Quand Nathalie Arthaud défend des mesures vitales pour les travailleurs, interdire les licenciements ou augmenter les salaires, les journalistes lui objectent la situation des petites entreprises qu’elle « pousserait vers la faillite ».

Le fait que des millions de travailleurs privés d’emploi, ou qui survivent avec des salaires ou des retraites de misère, soient en faillite chaque mois, ne les émeut pas. Pour eux, il est dans l’ordre des choses que les classes populaires fassent tous les sacrifices et soient servies en dernier.

L’argument des petites entreprises est fallacieux. S’il y a 3,5 millions d’entreprises en France, 95 % d’entre elles ont moins de 10 salariés. À l’inverse, moins de 5 000 entreprises emploient la moitié des salariés du privé de ce pays. Et, parmi elles, 243 grandes entreprises emploient le tiers des salariés. Celles-ci dominent l’économie, les autres n’étant que leurs sous-traitants, fournisseurs et prestataires. Ces entreprises, LVMH, L’Oréal, PSA, Bonduelle, etc. appartiennent à des familles richissimes, comme Arnault, Bettencourt, Peugeot, qui ont accumulé, année après année, des fortunes invraisemblables, fruit de la sueur et de la compétence des travailleurs. Selon une récente enquête du Monde, 143 familles bourgeoises françaises contrôlent 22 % de la Bourse de Paris, avec un capital cumulé de 445 milliards d’euros.

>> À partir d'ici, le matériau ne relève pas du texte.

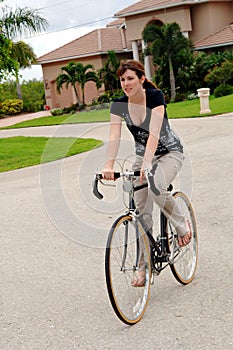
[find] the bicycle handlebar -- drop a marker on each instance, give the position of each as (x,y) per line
(117,175)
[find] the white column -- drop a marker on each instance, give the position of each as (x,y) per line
(135,50)
(146,62)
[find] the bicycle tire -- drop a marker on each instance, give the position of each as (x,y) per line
(184,263)
(121,265)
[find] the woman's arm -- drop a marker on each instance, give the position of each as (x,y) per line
(113,146)
(157,115)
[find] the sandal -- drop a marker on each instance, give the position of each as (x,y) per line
(186,239)
(139,279)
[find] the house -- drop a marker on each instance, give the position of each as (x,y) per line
(91,48)
(208,23)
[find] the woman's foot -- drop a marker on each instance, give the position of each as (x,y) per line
(139,279)
(184,240)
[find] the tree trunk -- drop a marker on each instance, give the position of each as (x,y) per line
(18,88)
(172,79)
(76,93)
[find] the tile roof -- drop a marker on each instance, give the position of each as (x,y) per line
(149,5)
(117,23)
(221,38)
(94,43)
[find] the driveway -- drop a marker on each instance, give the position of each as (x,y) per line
(53,232)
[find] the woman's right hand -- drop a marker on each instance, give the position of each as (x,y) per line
(108,174)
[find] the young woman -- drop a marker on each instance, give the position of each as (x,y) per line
(158,149)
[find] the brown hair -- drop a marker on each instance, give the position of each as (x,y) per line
(138,68)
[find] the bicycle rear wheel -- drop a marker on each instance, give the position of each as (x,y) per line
(183,261)
(127,252)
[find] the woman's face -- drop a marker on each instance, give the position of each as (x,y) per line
(131,84)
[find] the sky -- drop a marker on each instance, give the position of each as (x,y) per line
(68,20)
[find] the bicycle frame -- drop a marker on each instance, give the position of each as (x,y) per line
(159,254)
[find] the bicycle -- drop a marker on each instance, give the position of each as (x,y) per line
(131,248)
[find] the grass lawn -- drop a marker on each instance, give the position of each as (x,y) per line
(185,109)
(188,109)
(20,152)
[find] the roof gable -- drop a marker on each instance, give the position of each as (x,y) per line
(223,37)
(94,43)
(149,5)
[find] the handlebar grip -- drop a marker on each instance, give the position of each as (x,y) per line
(95,184)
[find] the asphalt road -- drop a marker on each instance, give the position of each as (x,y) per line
(52,284)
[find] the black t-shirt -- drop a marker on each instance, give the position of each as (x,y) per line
(168,140)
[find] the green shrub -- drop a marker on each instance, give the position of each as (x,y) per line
(104,98)
(56,112)
(11,107)
(179,97)
(223,90)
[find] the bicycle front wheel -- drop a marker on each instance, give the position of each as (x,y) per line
(183,261)
(127,254)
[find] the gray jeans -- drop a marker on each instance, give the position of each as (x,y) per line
(168,167)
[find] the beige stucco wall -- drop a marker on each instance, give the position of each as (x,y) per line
(136,24)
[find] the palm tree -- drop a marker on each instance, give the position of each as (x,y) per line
(21,21)
(24,55)
(76,73)
(7,63)
(165,44)
(14,23)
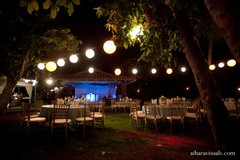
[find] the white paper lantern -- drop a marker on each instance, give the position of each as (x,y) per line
(117,71)
(41,66)
(231,62)
(109,47)
(153,71)
(61,62)
(221,65)
(73,58)
(183,69)
(91,70)
(212,67)
(134,71)
(51,66)
(90,53)
(169,71)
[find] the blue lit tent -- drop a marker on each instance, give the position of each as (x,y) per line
(97,85)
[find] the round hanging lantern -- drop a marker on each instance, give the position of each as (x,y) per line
(91,70)
(154,71)
(109,47)
(61,62)
(117,71)
(51,66)
(221,65)
(90,53)
(73,58)
(134,71)
(41,66)
(212,67)
(183,69)
(231,62)
(169,71)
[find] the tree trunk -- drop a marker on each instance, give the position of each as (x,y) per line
(210,46)
(12,80)
(208,89)
(226,15)
(4,97)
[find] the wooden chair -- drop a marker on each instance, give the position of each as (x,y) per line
(151,116)
(29,122)
(176,115)
(60,119)
(192,115)
(137,117)
(232,108)
(99,114)
(38,106)
(87,119)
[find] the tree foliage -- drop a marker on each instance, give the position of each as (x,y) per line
(53,5)
(26,40)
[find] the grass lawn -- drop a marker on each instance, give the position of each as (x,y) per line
(118,141)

Il faut commencer par le haut ! En piochant dans ces fortunes, on pourra embaucher des millions de travailleurs, augmenter les salaires, les pensions, financer les écoles ou les hôpitaux. En contrôlant les comptes de toutes les entreprises, on vérifiera laquelle est réellement indépendante et laquelle est une filiale d’une plus grosse. Si une PME a une trésorerie si maigre qu’elle ne peut augmenter les salaires, il faut imposer que sa maison mère, son donneur d’ordres ou sa banque soient mis à contribution à sa place.

C’est en faisant payer l’ensemble de la classe capitaliste qu’on évitera à celle des travailleurs de plonger dans la misère.